Tidak ada seorang pun di tempat ramai itu yang berusaha mencegahnya. Termasuk polisi. Ternyata Fauzana telah menolak menikah dengan laki-laki pilihan orang tuanya dan memilih menikah dengan pria pilihan sendiri, yaitu Mohamad Iqbal. Keputusannya ini dinyatakan telah menodai kehormatan keluarga dan untuk itu dia harus dihukum rajam, sesuai dengan hukum syariah versi sebagian tertentu dari masyarakat Islam di Pakistan.
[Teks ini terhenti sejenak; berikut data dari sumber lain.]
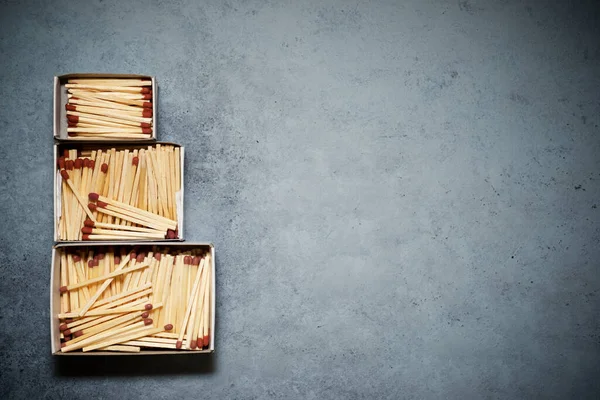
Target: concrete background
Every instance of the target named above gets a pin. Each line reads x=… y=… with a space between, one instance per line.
x=404 y=195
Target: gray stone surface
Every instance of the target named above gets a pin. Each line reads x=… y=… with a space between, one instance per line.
x=404 y=195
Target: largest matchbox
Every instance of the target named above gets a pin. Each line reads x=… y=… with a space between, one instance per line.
x=139 y=190
x=181 y=291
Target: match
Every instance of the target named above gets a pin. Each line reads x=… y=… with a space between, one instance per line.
x=163 y=301
x=133 y=195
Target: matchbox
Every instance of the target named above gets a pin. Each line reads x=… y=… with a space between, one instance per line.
x=122 y=191
x=102 y=107
x=140 y=299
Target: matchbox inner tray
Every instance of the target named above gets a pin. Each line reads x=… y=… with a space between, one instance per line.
x=61 y=98
x=140 y=202
x=181 y=292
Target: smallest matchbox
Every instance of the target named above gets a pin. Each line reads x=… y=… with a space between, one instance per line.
x=105 y=107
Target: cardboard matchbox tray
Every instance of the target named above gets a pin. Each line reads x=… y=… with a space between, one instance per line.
x=60 y=100
x=58 y=149
x=55 y=297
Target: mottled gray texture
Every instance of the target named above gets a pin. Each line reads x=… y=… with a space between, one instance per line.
x=404 y=196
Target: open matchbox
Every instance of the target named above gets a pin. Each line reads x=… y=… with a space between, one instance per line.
x=58 y=187
x=55 y=298
x=61 y=99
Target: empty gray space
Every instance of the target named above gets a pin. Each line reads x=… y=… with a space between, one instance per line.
x=404 y=196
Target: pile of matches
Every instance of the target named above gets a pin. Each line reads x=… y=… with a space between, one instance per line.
x=120 y=301
x=109 y=108
x=120 y=195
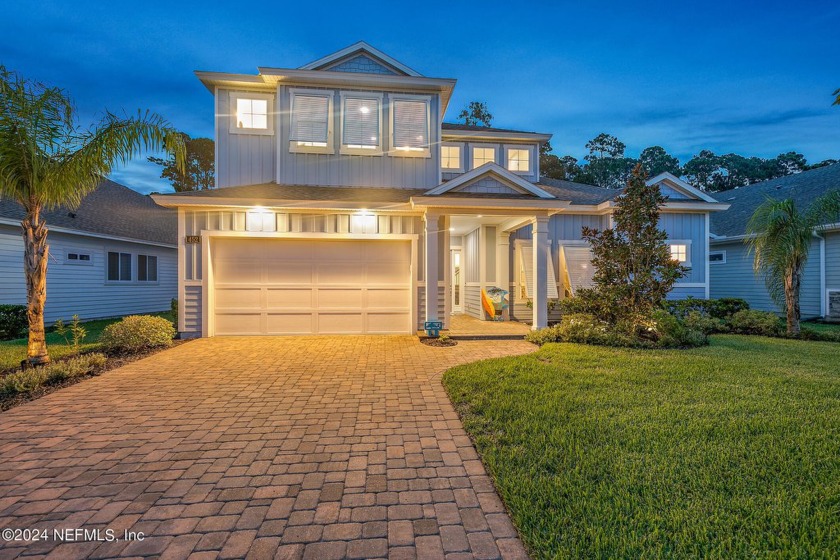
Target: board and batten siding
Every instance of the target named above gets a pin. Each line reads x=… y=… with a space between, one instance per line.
x=83 y=289
x=241 y=159
x=736 y=278
x=197 y=221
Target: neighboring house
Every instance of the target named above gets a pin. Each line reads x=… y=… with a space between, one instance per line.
x=342 y=192
x=731 y=262
x=114 y=255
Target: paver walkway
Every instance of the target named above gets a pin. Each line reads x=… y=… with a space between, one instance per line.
x=313 y=447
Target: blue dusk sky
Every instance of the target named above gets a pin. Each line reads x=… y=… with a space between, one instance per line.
x=753 y=78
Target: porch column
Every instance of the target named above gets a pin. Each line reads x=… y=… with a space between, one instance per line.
x=446 y=262
x=431 y=259
x=540 y=288
x=503 y=264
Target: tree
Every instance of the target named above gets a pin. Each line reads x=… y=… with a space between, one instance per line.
x=200 y=169
x=47 y=160
x=476 y=114
x=656 y=160
x=780 y=237
x=634 y=270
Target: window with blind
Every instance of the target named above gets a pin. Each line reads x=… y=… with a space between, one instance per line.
x=311 y=126
x=361 y=129
x=410 y=127
x=251 y=113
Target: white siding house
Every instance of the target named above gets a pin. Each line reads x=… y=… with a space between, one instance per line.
x=115 y=255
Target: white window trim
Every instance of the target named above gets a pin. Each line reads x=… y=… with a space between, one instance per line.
x=88 y=262
x=531 y=159
x=330 y=147
x=154 y=282
x=722 y=252
x=461 y=159
x=393 y=151
x=687 y=243
x=269 y=97
x=378 y=151
x=472 y=147
x=132 y=260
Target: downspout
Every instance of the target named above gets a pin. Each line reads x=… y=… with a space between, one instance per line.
x=823 y=309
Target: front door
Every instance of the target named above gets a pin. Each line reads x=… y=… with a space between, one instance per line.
x=457 y=275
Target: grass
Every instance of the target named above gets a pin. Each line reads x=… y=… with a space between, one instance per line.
x=726 y=451
x=12 y=352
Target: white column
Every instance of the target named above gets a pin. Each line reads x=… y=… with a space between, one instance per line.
x=503 y=263
x=431 y=268
x=446 y=263
x=540 y=288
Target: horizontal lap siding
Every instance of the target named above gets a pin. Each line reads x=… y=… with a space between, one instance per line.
x=736 y=278
x=82 y=289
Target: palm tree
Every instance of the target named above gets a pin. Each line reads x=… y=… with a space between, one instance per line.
x=48 y=161
x=780 y=236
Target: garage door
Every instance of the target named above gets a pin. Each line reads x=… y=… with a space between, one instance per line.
x=272 y=286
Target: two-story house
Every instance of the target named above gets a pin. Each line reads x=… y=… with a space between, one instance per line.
x=346 y=205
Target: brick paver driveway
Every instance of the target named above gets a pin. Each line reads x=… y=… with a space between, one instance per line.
x=309 y=447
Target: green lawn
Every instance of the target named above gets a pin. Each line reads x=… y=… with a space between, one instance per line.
x=727 y=451
x=13 y=351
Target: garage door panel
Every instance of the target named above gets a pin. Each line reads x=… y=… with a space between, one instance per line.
x=238 y=323
x=238 y=297
x=282 y=286
x=340 y=297
x=289 y=297
x=340 y=323
x=289 y=323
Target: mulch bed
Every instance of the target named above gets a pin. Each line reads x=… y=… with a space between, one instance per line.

Hukuman ini dinamakan honor killing, yang artinya dibunuh demi kehormatan.

Akibat perilaku brutal keluarga Fauzana, langsung terjadi demo di Pakistan untuk menentang perbuatan kejam yang sewenang-wenang itu, yang bukan untuk pertama kalinya terjadi di negara itu. Suami Fauzana, Muhamad Iqbal, pun mengancam untuk bunuh diri kalau pemerintah tidak bertindak menghukum pelaku-pelaku pembunuhan istrinya itu. Anehnya, pemerintah tidak juga bertindak, masyarakat membiarkan, malah menonton adegan sadis itu (lebih sadis dari di film karena yang ini sungguhan) dan polisi mendiamkan.

Ada pun di Indonesia, saya mengutip sebuah berita dari sebuah media on line sebagai berikut. ”YOGYAKARTA- Rumah Direktur Penerbitan Galang Press Julius Felicianus diserang dan dirusak oleh sekelompok orang yang diduga Front Pembela Islam (FPI), Kamis (29/5/ 2014) malam. Penyerangan terjadi ketika rumah tersebut dipakai untuk ibadat doa rosario. Kejadian bermula saat jemaat menggelar acara ibadat rutin sekaligus peringatan Hari Kenaikan Isa Almasih.

Sekitar pukul 20.30, segerombolan orang bergamis dengan mengendarai motor mendatangi rumah Julius Felicianus, 54, yang menjadi tempat acara. Sesampainya di lokasi, massa langsung melempari rumah dengan batu. Massa juga merusak motor milik jemaat yang terparkirdidepanrumah. Takhanyaitu, massa kemudian memaksa untuk masuk ke dalam rumah dan bermaksud untuk membubarkan kegiatan doa tersebut. Akibat dari serangan itu, Julius Felicianus dan beberapa temannya terluka parah karena dipukuli.”

Semua orang tahu bahwa Islam bukan agama sadis. Islam adalah agama rahmatan lil alamin , agama yang membawa kedamaian dan rahmat dari Allah SWT, pencipta semesta alam. Memang Rasulullah sendiri pernah berperang untuk membela Islam. Perang yang amat terkenal adalah Perang Badar (tentara Islam menang) dan Perang Uhud (tentara Islam kalah). Karena itu Profesor Amin Rais mengibaratkan ”perang” pilpres harus bersemangat Perang Badar, bukan Perang Uhud.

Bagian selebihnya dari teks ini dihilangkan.